Tony Dickey filed a class action lawsuit against chip maker Advanced Micro Devices (AMD) over charges that the company misleads buyers on the number of cores on its Bulldozer-based CPUs.

Dickey filed the case on Oct. 26 at the U.S. District Court for the Northern District of California, San Jose Division, reports Legalnewsline. He charged AMD with violating the Consumer Legal Remedies Act and the Unfair Competition Law of the state, false advertising, breach of express warrant, negligent misrepresentation and unjust enrichment.

Engadget reports that AMD allegedly advertises the CPUs have eight cores, but effectively it only has four because every core was just half of a module and could not operate independently. Dickey says that AMD stripped away components from two cores and mixed what was left to make a single module.

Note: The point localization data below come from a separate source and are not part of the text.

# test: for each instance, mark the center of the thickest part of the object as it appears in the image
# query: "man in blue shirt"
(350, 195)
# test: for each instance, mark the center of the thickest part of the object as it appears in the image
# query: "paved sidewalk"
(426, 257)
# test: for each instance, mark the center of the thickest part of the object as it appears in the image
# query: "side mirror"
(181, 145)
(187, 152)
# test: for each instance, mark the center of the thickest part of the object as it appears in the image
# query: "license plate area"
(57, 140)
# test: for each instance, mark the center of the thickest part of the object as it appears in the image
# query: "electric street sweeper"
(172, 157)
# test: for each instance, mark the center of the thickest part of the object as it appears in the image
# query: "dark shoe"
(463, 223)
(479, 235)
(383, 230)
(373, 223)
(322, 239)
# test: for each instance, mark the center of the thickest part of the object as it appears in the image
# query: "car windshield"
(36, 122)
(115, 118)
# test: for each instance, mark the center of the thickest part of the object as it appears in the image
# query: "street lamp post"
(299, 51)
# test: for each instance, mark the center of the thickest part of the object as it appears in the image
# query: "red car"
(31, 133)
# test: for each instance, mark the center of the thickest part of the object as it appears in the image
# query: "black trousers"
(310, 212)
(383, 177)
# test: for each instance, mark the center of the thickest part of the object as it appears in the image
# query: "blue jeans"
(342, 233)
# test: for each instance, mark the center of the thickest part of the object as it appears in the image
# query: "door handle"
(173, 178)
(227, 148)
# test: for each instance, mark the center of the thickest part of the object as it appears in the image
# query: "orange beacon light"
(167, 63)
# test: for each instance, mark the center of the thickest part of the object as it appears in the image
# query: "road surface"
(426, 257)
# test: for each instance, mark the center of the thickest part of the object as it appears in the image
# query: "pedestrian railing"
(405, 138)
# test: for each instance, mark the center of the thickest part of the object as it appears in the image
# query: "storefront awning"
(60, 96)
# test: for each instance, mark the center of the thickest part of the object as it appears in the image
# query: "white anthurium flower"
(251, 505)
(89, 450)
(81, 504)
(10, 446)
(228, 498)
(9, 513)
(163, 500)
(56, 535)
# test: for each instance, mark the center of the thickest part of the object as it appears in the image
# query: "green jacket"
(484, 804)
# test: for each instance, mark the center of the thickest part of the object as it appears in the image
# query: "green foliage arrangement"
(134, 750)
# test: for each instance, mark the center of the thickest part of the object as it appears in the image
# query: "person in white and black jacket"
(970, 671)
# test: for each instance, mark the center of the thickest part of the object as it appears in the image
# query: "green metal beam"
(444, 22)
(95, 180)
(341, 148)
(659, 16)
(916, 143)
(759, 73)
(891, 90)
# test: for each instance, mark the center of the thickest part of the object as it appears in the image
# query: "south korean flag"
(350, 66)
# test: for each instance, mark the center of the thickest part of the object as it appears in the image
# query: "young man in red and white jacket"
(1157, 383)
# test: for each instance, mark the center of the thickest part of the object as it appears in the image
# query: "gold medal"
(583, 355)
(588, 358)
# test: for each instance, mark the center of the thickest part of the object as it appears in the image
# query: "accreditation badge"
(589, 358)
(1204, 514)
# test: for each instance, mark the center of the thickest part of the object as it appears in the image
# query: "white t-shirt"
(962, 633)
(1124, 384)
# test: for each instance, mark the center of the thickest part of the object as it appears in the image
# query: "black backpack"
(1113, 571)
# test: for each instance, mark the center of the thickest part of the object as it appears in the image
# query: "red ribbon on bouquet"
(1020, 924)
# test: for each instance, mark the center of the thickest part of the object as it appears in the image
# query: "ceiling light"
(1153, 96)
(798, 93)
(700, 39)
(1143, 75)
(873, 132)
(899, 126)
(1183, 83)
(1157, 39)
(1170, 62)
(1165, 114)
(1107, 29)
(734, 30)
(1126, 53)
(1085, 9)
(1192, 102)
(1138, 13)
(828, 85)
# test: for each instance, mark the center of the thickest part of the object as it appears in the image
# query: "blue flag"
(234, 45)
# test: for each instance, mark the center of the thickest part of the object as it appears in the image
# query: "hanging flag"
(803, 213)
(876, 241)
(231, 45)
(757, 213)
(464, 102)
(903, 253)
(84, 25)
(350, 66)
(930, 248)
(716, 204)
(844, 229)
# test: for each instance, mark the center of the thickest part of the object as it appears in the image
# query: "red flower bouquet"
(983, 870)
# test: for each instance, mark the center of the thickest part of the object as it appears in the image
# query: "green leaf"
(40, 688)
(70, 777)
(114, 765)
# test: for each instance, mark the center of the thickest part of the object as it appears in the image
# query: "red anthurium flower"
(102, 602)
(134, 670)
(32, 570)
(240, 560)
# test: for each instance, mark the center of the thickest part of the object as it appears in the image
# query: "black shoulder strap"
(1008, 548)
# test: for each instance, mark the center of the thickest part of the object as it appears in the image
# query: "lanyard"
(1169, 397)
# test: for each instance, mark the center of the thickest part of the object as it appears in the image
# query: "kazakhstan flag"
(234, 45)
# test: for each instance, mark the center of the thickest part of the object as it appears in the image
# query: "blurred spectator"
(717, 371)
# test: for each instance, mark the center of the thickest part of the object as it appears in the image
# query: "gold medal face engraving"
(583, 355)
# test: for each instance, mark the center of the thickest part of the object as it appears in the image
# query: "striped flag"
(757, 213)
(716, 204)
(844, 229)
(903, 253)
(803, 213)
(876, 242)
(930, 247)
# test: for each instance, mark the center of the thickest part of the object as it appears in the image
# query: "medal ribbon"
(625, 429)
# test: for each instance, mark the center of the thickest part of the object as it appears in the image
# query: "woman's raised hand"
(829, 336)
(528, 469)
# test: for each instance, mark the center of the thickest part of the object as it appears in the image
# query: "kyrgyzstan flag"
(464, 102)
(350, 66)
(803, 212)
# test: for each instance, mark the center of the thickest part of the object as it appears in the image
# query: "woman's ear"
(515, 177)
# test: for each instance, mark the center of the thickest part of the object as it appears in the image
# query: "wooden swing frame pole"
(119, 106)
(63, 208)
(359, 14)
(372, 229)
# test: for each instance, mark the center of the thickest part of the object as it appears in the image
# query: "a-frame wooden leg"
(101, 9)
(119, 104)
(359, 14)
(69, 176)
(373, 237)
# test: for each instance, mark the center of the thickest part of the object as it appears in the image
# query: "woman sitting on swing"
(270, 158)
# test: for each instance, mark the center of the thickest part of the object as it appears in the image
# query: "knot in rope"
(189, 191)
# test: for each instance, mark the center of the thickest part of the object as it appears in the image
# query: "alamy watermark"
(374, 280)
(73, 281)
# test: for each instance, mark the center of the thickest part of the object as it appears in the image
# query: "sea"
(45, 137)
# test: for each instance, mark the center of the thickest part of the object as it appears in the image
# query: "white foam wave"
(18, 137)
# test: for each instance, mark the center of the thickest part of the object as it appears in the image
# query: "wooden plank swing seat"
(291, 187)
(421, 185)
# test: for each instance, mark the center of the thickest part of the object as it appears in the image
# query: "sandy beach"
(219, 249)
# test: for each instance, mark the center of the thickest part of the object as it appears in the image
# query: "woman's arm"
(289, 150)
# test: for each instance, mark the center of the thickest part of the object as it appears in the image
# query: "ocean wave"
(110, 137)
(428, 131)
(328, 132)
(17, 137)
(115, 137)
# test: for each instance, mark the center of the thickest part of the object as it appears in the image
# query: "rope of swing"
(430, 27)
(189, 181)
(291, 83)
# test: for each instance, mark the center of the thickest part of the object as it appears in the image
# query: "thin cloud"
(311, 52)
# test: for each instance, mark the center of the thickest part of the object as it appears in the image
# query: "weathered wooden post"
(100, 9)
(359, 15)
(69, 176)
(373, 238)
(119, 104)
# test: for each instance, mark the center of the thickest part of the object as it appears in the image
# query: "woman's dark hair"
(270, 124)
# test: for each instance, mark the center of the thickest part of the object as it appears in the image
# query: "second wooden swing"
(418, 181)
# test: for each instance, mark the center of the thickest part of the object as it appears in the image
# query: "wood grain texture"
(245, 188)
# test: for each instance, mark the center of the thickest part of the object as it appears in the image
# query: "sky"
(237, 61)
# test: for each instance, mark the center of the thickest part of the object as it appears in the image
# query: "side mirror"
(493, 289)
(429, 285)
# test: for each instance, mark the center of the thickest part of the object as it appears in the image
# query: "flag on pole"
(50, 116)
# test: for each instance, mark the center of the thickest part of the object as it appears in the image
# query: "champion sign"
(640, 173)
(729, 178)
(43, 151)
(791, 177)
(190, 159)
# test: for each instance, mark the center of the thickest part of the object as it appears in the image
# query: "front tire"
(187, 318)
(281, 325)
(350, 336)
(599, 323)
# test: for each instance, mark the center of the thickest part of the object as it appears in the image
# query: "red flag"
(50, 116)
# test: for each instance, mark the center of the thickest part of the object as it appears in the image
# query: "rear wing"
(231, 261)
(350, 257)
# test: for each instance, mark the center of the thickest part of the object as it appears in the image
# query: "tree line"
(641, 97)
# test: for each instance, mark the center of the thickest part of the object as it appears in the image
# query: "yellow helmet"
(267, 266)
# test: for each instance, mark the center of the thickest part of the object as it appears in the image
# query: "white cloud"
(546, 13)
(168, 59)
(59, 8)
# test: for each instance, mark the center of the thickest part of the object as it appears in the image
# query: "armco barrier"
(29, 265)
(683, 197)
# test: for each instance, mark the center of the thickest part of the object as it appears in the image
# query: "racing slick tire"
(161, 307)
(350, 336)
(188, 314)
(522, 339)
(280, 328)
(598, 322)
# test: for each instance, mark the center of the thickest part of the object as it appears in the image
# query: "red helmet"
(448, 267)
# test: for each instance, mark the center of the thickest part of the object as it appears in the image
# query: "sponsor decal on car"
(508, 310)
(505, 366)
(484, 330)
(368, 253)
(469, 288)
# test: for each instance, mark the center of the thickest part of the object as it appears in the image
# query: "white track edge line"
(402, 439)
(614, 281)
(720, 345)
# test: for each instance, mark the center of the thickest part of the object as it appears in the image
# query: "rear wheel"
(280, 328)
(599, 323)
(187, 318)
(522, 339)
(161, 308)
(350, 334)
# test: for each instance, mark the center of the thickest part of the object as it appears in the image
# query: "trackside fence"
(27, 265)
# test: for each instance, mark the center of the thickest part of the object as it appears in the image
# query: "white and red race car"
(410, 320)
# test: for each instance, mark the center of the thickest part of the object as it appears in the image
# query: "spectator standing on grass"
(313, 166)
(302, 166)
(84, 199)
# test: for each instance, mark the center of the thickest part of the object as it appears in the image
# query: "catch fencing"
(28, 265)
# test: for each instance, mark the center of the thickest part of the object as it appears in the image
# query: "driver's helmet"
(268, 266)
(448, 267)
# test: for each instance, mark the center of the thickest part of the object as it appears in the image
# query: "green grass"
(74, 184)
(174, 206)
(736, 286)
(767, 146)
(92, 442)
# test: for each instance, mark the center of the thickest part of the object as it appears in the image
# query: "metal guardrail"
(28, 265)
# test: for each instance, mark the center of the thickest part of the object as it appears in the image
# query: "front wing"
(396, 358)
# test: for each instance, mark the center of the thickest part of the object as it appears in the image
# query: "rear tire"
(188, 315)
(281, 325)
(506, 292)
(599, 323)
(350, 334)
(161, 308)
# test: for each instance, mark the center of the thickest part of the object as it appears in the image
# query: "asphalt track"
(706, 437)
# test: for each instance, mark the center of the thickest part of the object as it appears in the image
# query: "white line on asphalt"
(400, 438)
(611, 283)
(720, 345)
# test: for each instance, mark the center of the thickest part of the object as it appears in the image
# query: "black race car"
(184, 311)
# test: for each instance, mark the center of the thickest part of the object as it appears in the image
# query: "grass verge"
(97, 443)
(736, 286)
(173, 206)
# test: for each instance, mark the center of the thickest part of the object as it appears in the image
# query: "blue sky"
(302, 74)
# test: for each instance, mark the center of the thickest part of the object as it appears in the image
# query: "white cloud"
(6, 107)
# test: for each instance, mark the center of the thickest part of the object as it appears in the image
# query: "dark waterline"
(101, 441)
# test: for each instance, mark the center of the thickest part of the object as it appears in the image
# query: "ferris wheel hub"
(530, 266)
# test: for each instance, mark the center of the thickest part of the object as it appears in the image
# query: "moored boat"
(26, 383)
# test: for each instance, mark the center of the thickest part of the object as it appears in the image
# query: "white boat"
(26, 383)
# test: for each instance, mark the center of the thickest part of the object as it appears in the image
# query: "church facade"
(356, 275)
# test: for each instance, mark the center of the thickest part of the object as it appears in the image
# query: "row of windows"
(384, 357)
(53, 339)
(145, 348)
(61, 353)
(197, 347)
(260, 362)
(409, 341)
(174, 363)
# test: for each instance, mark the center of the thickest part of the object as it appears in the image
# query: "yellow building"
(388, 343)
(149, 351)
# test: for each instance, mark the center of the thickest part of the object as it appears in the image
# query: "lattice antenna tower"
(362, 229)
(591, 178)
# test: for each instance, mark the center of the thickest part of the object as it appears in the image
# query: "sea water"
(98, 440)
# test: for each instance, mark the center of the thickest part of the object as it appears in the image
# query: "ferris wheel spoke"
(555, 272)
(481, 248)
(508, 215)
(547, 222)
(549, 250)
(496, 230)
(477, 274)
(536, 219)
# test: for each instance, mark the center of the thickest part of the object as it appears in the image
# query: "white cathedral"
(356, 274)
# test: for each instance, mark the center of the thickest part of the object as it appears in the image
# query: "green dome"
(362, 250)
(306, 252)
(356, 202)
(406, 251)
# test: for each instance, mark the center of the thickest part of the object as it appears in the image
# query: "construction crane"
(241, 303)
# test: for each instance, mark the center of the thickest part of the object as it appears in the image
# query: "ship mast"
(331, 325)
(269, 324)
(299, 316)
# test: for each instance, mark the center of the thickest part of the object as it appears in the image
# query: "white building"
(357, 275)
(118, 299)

The result is material performance degradation wherein the Bulldozer part could not handle as many simultaneous instructions as users expect in a design with real eight cores in gaming PC or server. Dickey points out that the average PC buyer do not have the necessary technical expertise to understand AMD's design of processors because they trust the tech firm to provide accurate specifications on its CPUs.

While AMD has yet to comment on the lawsuit, Engadget notes that Zen, its next architecture, offers a more conventional approach by focusing on simultaneous code threads within each core, similar to Intel's Hyperthreading.

That would mean the Zen would have a larger processor, but it should be faster and remove doubts on what a core represents.